Juste avant la fin du monde, une réécriture moderne du fils Prodigue...

C'est l'histoire de gens qui s'aiment et qui ne savent pas se le dire ; c'est l'histoire de gens qui auraient des tas de choses à se dire mais ne savent pas comment. Dolan dit lui-même que c'est un film sur " l'incommunicabilité" : ici, chacun s'emporte dans des diatribes logorrhéiques sans jamais que l'on perçoive l'objet de son courroux... Mais la vérité point dans tout ce que ne (se) disent pas les protagonistes.


Le thème est à la fois universaliste et intemporel : il est avant tout question d'humanité et de rapports humains.
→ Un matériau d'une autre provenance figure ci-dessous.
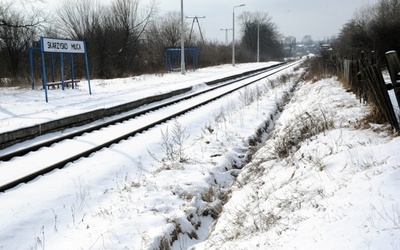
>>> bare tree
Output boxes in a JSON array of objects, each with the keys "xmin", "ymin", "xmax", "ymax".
[
  {"xmin": 335, "ymin": 0, "xmax": 400, "ymax": 61},
  {"xmin": 0, "ymin": 3, "xmax": 44, "ymax": 78},
  {"xmin": 58, "ymin": 0, "xmax": 155, "ymax": 78},
  {"xmin": 239, "ymin": 12, "xmax": 284, "ymax": 61}
]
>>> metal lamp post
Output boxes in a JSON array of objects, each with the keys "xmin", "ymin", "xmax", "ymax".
[{"xmin": 232, "ymin": 4, "xmax": 245, "ymax": 66}]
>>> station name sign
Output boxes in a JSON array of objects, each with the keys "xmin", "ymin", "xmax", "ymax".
[{"xmin": 42, "ymin": 37, "xmax": 85, "ymax": 53}]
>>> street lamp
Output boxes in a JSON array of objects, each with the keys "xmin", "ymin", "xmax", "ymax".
[
  {"xmin": 232, "ymin": 4, "xmax": 245, "ymax": 66},
  {"xmin": 221, "ymin": 29, "xmax": 232, "ymax": 44},
  {"xmin": 181, "ymin": 0, "xmax": 185, "ymax": 75}
]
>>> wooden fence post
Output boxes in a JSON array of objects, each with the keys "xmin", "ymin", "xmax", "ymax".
[{"xmin": 385, "ymin": 50, "xmax": 400, "ymax": 107}]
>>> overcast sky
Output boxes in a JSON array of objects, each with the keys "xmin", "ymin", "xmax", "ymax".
[
  {"xmin": 149, "ymin": 0, "xmax": 378, "ymax": 42},
  {"xmin": 15, "ymin": 0, "xmax": 379, "ymax": 42}
]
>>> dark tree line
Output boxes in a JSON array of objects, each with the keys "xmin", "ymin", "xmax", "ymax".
[
  {"xmin": 239, "ymin": 12, "xmax": 283, "ymax": 61},
  {"xmin": 0, "ymin": 0, "xmax": 282, "ymax": 85}
]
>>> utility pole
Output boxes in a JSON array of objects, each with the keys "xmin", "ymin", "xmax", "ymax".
[
  {"xmin": 257, "ymin": 21, "xmax": 260, "ymax": 62},
  {"xmin": 221, "ymin": 29, "xmax": 232, "ymax": 44},
  {"xmin": 232, "ymin": 4, "xmax": 245, "ymax": 66},
  {"xmin": 181, "ymin": 0, "xmax": 186, "ymax": 75}
]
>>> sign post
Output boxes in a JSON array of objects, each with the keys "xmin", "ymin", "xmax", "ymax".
[{"xmin": 40, "ymin": 37, "xmax": 92, "ymax": 102}]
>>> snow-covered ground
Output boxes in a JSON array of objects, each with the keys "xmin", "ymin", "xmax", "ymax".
[{"xmin": 0, "ymin": 61, "xmax": 400, "ymax": 249}]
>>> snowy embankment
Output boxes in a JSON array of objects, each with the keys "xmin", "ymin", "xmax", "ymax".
[
  {"xmin": 195, "ymin": 79, "xmax": 400, "ymax": 249},
  {"xmin": 0, "ymin": 61, "xmax": 400, "ymax": 250}
]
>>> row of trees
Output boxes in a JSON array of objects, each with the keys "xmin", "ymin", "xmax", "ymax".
[
  {"xmin": 334, "ymin": 0, "xmax": 400, "ymax": 62},
  {"xmin": 0, "ymin": 0, "xmax": 283, "ymax": 85}
]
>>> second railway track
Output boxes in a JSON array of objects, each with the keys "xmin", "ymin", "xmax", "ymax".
[{"xmin": 0, "ymin": 63, "xmax": 296, "ymax": 192}]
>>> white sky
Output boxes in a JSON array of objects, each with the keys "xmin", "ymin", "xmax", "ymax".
[
  {"xmin": 151, "ymin": 0, "xmax": 378, "ymax": 41},
  {"xmin": 17, "ymin": 0, "xmax": 379, "ymax": 42}
]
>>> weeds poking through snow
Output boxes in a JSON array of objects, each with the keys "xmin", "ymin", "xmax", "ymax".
[{"xmin": 148, "ymin": 120, "xmax": 190, "ymax": 171}]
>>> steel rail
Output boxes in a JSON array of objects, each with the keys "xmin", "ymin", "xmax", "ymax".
[{"xmin": 0, "ymin": 63, "xmax": 295, "ymax": 192}]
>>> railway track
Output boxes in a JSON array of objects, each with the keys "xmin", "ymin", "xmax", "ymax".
[{"xmin": 0, "ymin": 62, "xmax": 297, "ymax": 192}]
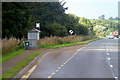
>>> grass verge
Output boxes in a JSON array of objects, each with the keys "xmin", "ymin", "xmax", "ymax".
[
  {"xmin": 42, "ymin": 37, "xmax": 103, "ymax": 49},
  {"xmin": 2, "ymin": 52, "xmax": 41, "ymax": 80},
  {"xmin": 2, "ymin": 49, "xmax": 25, "ymax": 63}
]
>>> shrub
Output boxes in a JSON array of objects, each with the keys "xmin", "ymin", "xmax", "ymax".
[{"xmin": 2, "ymin": 38, "xmax": 24, "ymax": 55}]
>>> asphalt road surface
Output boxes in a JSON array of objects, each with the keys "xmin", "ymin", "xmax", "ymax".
[{"xmin": 29, "ymin": 39, "xmax": 118, "ymax": 78}]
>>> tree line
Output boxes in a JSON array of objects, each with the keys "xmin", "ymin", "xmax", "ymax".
[{"xmin": 2, "ymin": 2, "xmax": 118, "ymax": 38}]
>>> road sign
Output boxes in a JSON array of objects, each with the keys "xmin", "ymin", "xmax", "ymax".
[
  {"xmin": 36, "ymin": 23, "xmax": 40, "ymax": 28},
  {"xmin": 69, "ymin": 30, "xmax": 73, "ymax": 35}
]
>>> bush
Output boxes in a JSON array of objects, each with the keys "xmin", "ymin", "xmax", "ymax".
[{"xmin": 2, "ymin": 38, "xmax": 24, "ymax": 55}]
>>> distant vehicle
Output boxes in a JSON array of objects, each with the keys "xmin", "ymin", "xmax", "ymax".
[
  {"xmin": 113, "ymin": 31, "xmax": 119, "ymax": 38},
  {"xmin": 108, "ymin": 35, "xmax": 114, "ymax": 39}
]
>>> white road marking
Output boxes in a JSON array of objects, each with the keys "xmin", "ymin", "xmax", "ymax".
[{"xmin": 22, "ymin": 65, "xmax": 37, "ymax": 78}]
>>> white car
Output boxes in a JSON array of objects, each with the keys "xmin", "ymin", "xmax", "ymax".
[{"xmin": 108, "ymin": 35, "xmax": 114, "ymax": 39}]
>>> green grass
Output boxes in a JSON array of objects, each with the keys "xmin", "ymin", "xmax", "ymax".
[
  {"xmin": 2, "ymin": 52, "xmax": 41, "ymax": 80},
  {"xmin": 42, "ymin": 37, "xmax": 103, "ymax": 49},
  {"xmin": 2, "ymin": 49, "xmax": 25, "ymax": 62}
]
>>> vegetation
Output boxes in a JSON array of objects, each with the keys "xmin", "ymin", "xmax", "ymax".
[
  {"xmin": 2, "ymin": 38, "xmax": 25, "ymax": 55},
  {"xmin": 2, "ymin": 52, "xmax": 41, "ymax": 80},
  {"xmin": 2, "ymin": 50, "xmax": 24, "ymax": 63},
  {"xmin": 2, "ymin": 2, "xmax": 119, "ymax": 55}
]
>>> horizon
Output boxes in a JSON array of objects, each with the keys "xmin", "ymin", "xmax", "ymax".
[{"xmin": 64, "ymin": 0, "xmax": 119, "ymax": 19}]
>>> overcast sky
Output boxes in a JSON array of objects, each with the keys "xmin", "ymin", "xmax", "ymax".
[{"xmin": 64, "ymin": 0, "xmax": 119, "ymax": 19}]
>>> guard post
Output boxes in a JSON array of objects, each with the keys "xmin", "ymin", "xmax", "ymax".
[{"xmin": 25, "ymin": 41, "xmax": 30, "ymax": 50}]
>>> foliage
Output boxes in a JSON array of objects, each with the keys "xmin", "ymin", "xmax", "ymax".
[
  {"xmin": 2, "ymin": 52, "xmax": 41, "ymax": 80},
  {"xmin": 2, "ymin": 38, "xmax": 25, "ymax": 55}
]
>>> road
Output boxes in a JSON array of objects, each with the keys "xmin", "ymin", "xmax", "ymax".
[{"xmin": 26, "ymin": 39, "xmax": 118, "ymax": 78}]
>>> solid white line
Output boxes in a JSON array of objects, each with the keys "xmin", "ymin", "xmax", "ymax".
[{"xmin": 110, "ymin": 64, "xmax": 113, "ymax": 68}]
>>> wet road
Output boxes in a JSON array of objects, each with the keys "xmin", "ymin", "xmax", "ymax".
[{"xmin": 29, "ymin": 39, "xmax": 118, "ymax": 78}]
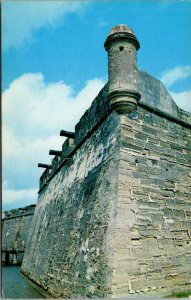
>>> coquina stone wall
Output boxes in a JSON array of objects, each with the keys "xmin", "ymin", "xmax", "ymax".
[
  {"xmin": 22, "ymin": 71, "xmax": 191, "ymax": 298},
  {"xmin": 1, "ymin": 204, "xmax": 35, "ymax": 262}
]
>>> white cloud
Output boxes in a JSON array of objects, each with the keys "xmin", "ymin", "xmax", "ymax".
[
  {"xmin": 2, "ymin": 183, "xmax": 37, "ymax": 205},
  {"xmin": 170, "ymin": 91, "xmax": 191, "ymax": 113},
  {"xmin": 2, "ymin": 73, "xmax": 105, "ymax": 209},
  {"xmin": 161, "ymin": 66, "xmax": 191, "ymax": 87},
  {"xmin": 2, "ymin": 1, "xmax": 86, "ymax": 49}
]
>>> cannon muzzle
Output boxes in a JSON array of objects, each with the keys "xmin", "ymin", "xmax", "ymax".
[{"xmin": 60, "ymin": 130, "xmax": 75, "ymax": 139}]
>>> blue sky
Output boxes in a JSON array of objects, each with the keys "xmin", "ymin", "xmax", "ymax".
[{"xmin": 2, "ymin": 0, "xmax": 191, "ymax": 209}]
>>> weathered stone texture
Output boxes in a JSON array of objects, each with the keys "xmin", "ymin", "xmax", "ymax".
[
  {"xmin": 22, "ymin": 112, "xmax": 120, "ymax": 297},
  {"xmin": 1, "ymin": 205, "xmax": 35, "ymax": 262},
  {"xmin": 22, "ymin": 68, "xmax": 191, "ymax": 297},
  {"xmin": 112, "ymin": 108, "xmax": 191, "ymax": 296}
]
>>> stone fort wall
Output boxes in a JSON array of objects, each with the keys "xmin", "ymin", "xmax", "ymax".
[
  {"xmin": 22, "ymin": 72, "xmax": 191, "ymax": 297},
  {"xmin": 22, "ymin": 26, "xmax": 191, "ymax": 298},
  {"xmin": 1, "ymin": 204, "xmax": 36, "ymax": 262}
]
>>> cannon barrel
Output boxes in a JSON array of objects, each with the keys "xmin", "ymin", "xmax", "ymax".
[
  {"xmin": 60, "ymin": 130, "xmax": 75, "ymax": 139},
  {"xmin": 49, "ymin": 149, "xmax": 62, "ymax": 156},
  {"xmin": 38, "ymin": 163, "xmax": 52, "ymax": 169}
]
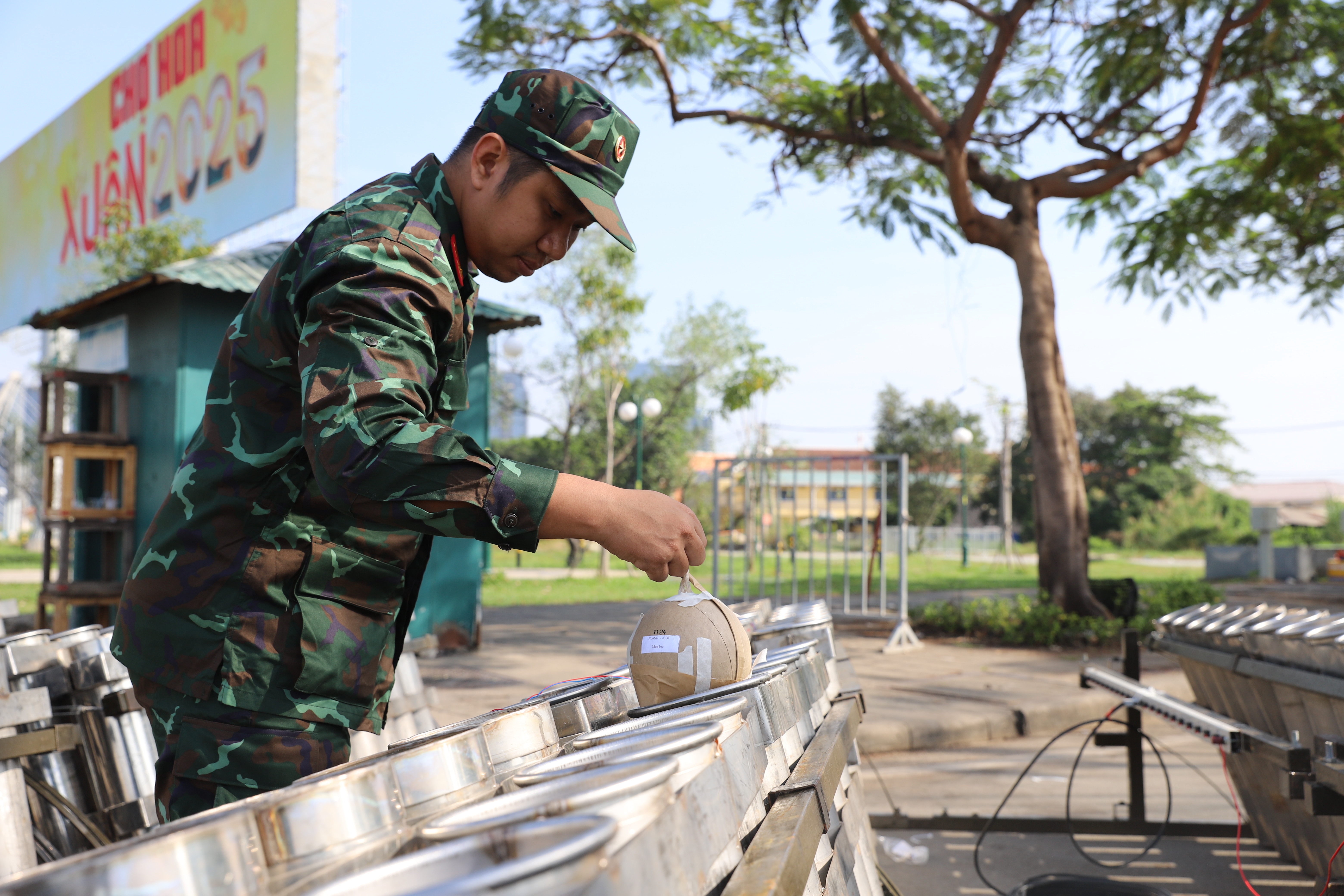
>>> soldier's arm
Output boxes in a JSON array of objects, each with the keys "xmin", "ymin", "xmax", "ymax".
[
  {"xmin": 540, "ymin": 473, "xmax": 704, "ymax": 582},
  {"xmin": 300, "ymin": 240, "xmax": 706, "ymax": 582},
  {"xmin": 298, "ymin": 239, "xmax": 558, "ymax": 551}
]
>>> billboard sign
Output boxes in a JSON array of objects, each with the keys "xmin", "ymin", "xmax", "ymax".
[{"xmin": 0, "ymin": 0, "xmax": 308, "ymax": 328}]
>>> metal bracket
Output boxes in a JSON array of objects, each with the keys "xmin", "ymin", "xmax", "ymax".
[
  {"xmin": 767, "ymin": 696, "xmax": 862, "ymax": 832},
  {"xmin": 0, "ymin": 725, "xmax": 83, "ymax": 759}
]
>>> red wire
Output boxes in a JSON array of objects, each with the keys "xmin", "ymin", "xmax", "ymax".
[
  {"xmin": 1218, "ymin": 744, "xmax": 1261, "ymax": 896},
  {"xmin": 1320, "ymin": 841, "xmax": 1344, "ymax": 896},
  {"xmin": 1218, "ymin": 744, "xmax": 1344, "ymax": 896}
]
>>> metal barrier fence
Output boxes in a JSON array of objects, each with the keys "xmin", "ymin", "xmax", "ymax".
[
  {"xmin": 711, "ymin": 454, "xmax": 908, "ymax": 614},
  {"xmin": 903, "ymin": 525, "xmax": 1004, "ymax": 556}
]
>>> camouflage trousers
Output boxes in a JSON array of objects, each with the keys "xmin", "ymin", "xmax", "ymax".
[{"xmin": 134, "ymin": 678, "xmax": 349, "ymax": 822}]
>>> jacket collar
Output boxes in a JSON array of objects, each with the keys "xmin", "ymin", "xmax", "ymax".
[{"xmin": 411, "ymin": 153, "xmax": 477, "ymax": 301}]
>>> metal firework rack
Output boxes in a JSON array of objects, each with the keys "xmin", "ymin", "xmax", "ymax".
[{"xmin": 0, "ymin": 602, "xmax": 894, "ymax": 896}]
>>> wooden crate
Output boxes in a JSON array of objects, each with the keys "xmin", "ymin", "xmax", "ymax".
[
  {"xmin": 35, "ymin": 591, "xmax": 121, "ymax": 631},
  {"xmin": 42, "ymin": 520, "xmax": 136, "ymax": 598},
  {"xmin": 42, "ymin": 442, "xmax": 136, "ymax": 520},
  {"xmin": 38, "ymin": 368, "xmax": 130, "ymax": 445},
  {"xmin": 36, "ymin": 518, "xmax": 136, "ymax": 631}
]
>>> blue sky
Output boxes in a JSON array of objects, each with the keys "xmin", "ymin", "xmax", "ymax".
[{"xmin": 0, "ymin": 0, "xmax": 1344, "ymax": 480}]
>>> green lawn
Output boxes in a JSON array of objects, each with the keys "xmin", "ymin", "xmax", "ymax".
[
  {"xmin": 0, "ymin": 583, "xmax": 42, "ymax": 613},
  {"xmin": 482, "ymin": 541, "xmax": 1200, "ymax": 606},
  {"xmin": 0, "ymin": 541, "xmax": 42, "ymax": 569}
]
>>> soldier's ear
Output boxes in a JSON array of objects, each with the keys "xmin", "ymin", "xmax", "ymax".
[{"xmin": 470, "ymin": 132, "xmax": 508, "ymax": 189}]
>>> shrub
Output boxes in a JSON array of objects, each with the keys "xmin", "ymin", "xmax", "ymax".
[{"xmin": 910, "ymin": 579, "xmax": 1222, "ymax": 647}]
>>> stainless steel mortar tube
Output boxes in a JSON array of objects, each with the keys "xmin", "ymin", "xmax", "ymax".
[
  {"xmin": 513, "ymin": 721, "xmax": 723, "ymax": 790},
  {"xmin": 310, "ymin": 815, "xmax": 617, "ymax": 896},
  {"xmin": 388, "ymin": 697, "xmax": 560, "ymax": 786},
  {"xmin": 419, "ymin": 758, "xmax": 677, "ymax": 850}
]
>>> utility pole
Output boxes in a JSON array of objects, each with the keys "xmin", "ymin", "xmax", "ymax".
[
  {"xmin": 999, "ymin": 400, "xmax": 1013, "ymax": 567},
  {"xmin": 952, "ymin": 426, "xmax": 976, "ymax": 568},
  {"xmin": 882, "ymin": 454, "xmax": 923, "ymax": 653}
]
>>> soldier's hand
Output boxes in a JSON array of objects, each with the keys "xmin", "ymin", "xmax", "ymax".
[{"xmin": 539, "ymin": 473, "xmax": 706, "ymax": 582}]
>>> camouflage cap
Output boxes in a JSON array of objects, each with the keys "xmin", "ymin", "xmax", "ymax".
[{"xmin": 476, "ymin": 68, "xmax": 640, "ymax": 251}]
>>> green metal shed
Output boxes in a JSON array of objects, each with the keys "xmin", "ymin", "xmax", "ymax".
[{"xmin": 28, "ymin": 243, "xmax": 542, "ymax": 649}]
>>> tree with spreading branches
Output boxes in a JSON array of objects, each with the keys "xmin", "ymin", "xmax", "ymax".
[{"xmin": 454, "ymin": 0, "xmax": 1339, "ymax": 615}]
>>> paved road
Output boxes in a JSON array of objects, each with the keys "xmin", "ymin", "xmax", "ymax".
[{"xmin": 879, "ymin": 832, "xmax": 1312, "ymax": 896}]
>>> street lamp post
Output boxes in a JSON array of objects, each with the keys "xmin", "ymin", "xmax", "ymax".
[
  {"xmin": 616, "ymin": 398, "xmax": 663, "ymax": 489},
  {"xmin": 952, "ymin": 426, "xmax": 976, "ymax": 567}
]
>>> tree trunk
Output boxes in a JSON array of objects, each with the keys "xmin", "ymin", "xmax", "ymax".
[
  {"xmin": 1008, "ymin": 196, "xmax": 1110, "ymax": 617},
  {"xmin": 597, "ymin": 383, "xmax": 622, "ymax": 579}
]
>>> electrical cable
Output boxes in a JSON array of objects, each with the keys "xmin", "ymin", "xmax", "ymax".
[
  {"xmin": 972, "ymin": 703, "xmax": 1172, "ymax": 896},
  {"xmin": 970, "ymin": 703, "xmax": 1125, "ymax": 896},
  {"xmin": 1320, "ymin": 840, "xmax": 1344, "ymax": 896},
  {"xmin": 859, "ymin": 750, "xmax": 896, "ymax": 815},
  {"xmin": 1218, "ymin": 744, "xmax": 1261, "ymax": 896},
  {"xmin": 1064, "ymin": 709, "xmax": 1172, "ymax": 868},
  {"xmin": 1218, "ymin": 744, "xmax": 1344, "ymax": 896},
  {"xmin": 1152, "ymin": 737, "xmax": 1232, "ymax": 806}
]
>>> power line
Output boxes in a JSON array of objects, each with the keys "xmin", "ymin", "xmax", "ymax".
[
  {"xmin": 1232, "ymin": 420, "xmax": 1344, "ymax": 435},
  {"xmin": 766, "ymin": 423, "xmax": 876, "ymax": 432}
]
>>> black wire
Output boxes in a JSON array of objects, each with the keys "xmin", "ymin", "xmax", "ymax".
[
  {"xmin": 972, "ymin": 703, "xmax": 1172, "ymax": 896},
  {"xmin": 859, "ymin": 750, "xmax": 898, "ymax": 815},
  {"xmin": 970, "ymin": 703, "xmax": 1125, "ymax": 896},
  {"xmin": 1064, "ymin": 709, "xmax": 1172, "ymax": 868}
]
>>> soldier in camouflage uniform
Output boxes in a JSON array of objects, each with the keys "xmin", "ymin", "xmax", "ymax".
[{"xmin": 112, "ymin": 70, "xmax": 704, "ymax": 821}]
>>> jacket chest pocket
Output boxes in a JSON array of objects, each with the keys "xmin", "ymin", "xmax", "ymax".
[
  {"xmin": 294, "ymin": 539, "xmax": 404, "ymax": 707},
  {"xmin": 434, "ymin": 337, "xmax": 469, "ymax": 414}
]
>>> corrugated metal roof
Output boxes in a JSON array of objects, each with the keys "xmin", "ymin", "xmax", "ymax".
[
  {"xmin": 155, "ymin": 243, "xmax": 289, "ymax": 293},
  {"xmin": 28, "ymin": 242, "xmax": 542, "ymax": 336}
]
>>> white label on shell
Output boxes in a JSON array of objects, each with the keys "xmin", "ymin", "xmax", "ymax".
[{"xmin": 640, "ymin": 634, "xmax": 681, "ymax": 653}]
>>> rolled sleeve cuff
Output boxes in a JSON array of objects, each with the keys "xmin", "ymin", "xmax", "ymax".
[{"xmin": 484, "ymin": 458, "xmax": 560, "ymax": 551}]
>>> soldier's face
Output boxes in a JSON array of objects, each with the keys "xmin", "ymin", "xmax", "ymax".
[{"xmin": 454, "ymin": 134, "xmax": 593, "ymax": 283}]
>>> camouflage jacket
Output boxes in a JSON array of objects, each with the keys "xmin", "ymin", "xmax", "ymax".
[{"xmin": 113, "ymin": 156, "xmax": 556, "ymax": 732}]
L'atmosphère de ce huis-clos est oppressante : on contemple une famille au bord du chaos, de l'implosion, enchevêtrée dans un magma confus de non-dits et d'amour. Il faut dire que la frénésie des plans rapprochés sur les personnages renforce ce sentiment d'imminence, d’oppression et nous contraint à notre rôle contemplatif de fin du monde... Des séquences silencieuses interminables avec Louis (Gaspard Ulliel) viennent en outre souligner la gravité de ce qui se dessine à l'horizon. Heureusement, des répliques cinglantes et profondément drôles viennent de temps à autre réinitialiser notre bourse émotionnelle avant qu'elle ne déborde.


Sur le plan formel, on retrouve l'esthétique "Dolannienne" : il fait le choix de la beauté, de la poésie et des symboles, le jeu des couleurs chaudes et froides... Certains la jugeront excessive. Mais voilà un parti pris totalement assumé par Dolan, toujours là au service du film, sans jamais verser dans la préciosité. Côté bande originale, on n'est jamais déçus, même quand le réalisateur audacieux dégaine un "Dragosta Din Tei" d'O Zone qu’il rend émouvant et nostalgique.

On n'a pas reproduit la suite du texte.